Ses opposants le décrivent comme un dangereux radical et l’accusent d’avoir inventé la « démocrature », un régime qui, s’il ne ressemble plus à une dictature, n’est pas encore une démocratie. Combinant habilement populisme, messianisme et opportunisme, le président Saakashvili a le parfait profil des dictateurs sud américains.

Pour ses partisans, la radicalisation de son discours ainsi que son autoritarisme ne sont que le reflet, certes regrettable mais néanmoins réel, du caractère brutal de la vie politique géorgienne de ces dernières années.

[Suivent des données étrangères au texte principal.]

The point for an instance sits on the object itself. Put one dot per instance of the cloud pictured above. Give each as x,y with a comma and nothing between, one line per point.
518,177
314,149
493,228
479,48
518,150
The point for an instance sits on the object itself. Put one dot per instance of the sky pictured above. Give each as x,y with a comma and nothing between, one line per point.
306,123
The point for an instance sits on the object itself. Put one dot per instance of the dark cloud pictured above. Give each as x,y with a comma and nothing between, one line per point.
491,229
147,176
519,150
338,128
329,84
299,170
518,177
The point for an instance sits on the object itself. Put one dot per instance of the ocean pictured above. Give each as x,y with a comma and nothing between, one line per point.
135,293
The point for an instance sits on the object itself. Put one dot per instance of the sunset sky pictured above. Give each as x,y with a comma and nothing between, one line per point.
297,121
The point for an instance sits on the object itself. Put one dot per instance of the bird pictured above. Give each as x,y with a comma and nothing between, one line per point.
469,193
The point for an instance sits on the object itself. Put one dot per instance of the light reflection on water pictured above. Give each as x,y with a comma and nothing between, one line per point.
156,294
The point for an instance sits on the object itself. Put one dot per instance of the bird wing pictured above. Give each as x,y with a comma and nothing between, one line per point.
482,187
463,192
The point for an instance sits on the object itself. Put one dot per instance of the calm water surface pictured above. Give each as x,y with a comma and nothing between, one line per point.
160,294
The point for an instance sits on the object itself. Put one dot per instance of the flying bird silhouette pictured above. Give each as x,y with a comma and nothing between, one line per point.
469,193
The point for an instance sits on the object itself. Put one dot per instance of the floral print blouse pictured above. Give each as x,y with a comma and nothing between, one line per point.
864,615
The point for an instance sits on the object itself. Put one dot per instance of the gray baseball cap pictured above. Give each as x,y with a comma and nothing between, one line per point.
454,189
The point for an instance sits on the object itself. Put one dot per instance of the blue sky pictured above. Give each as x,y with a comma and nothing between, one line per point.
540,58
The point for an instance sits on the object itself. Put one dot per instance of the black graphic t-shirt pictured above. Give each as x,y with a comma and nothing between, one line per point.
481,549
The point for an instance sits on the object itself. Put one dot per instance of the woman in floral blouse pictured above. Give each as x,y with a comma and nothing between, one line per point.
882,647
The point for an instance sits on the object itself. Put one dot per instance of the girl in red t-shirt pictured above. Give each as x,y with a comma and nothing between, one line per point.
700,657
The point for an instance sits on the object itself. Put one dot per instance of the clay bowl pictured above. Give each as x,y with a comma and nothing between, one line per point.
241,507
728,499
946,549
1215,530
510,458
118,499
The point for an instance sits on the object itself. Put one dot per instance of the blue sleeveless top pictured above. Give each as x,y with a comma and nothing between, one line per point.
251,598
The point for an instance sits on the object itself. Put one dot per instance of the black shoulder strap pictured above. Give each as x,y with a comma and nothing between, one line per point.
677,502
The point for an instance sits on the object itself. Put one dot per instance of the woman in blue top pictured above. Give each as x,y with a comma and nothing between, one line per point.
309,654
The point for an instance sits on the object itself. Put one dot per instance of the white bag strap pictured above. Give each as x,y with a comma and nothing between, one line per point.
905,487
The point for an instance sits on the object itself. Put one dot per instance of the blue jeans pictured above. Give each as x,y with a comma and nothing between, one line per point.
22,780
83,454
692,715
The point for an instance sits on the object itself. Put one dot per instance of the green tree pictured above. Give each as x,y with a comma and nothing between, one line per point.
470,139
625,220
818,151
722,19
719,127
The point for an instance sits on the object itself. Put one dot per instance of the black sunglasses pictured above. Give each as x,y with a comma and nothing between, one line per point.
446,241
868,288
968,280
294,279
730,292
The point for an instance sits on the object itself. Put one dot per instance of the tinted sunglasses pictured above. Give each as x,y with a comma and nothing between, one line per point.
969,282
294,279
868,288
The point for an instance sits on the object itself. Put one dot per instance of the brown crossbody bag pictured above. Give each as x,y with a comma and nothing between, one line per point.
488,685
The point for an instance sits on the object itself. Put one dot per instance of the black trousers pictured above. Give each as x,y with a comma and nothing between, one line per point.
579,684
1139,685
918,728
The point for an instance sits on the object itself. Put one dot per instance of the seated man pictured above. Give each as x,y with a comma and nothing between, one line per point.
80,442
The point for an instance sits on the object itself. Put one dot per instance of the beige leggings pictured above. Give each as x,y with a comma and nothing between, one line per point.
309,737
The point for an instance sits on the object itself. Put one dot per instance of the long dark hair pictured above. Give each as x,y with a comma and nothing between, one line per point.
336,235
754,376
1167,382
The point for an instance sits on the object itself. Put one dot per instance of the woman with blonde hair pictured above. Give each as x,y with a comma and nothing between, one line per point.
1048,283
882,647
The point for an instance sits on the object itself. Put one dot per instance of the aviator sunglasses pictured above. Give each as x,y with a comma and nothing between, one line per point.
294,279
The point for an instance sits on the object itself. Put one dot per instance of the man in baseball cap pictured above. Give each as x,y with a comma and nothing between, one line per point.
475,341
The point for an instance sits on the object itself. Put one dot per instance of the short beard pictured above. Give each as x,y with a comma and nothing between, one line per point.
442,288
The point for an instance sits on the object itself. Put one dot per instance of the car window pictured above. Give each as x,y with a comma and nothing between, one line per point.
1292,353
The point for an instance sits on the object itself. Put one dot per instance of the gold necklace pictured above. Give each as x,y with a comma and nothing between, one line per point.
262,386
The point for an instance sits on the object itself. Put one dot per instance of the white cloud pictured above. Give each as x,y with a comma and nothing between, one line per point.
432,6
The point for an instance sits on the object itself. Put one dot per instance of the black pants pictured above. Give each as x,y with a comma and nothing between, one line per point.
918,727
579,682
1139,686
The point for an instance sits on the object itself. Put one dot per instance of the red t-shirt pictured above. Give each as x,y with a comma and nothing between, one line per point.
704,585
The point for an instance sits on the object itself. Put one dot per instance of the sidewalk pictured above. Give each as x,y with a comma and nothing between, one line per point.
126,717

Interrogé, au moment de sa démission, sur ce qu’il conseillerait au futur président, Edouard Chevardnadze avait répondu par ce qui avait été pris comme une boutade : « Qu’il utilise ses neurones ! ». Par ce trait d’humour, Chevardnadze avait parfaitement senti et anticipé que, passé le temps des émotions qui avaient enthousiasmé et nourri la révolution des roses, les nouveaux dirigeants - Saakashvili en tête - allaient devoir faire preuve de sagesse et de calme. Sous peine de rejoindre ses prédécesseurs au panthéon des visionnaires déchus, Mikhail Saakashvili ferait peut être bien, pour une fois, de suivre le conseil de son prédécesseur.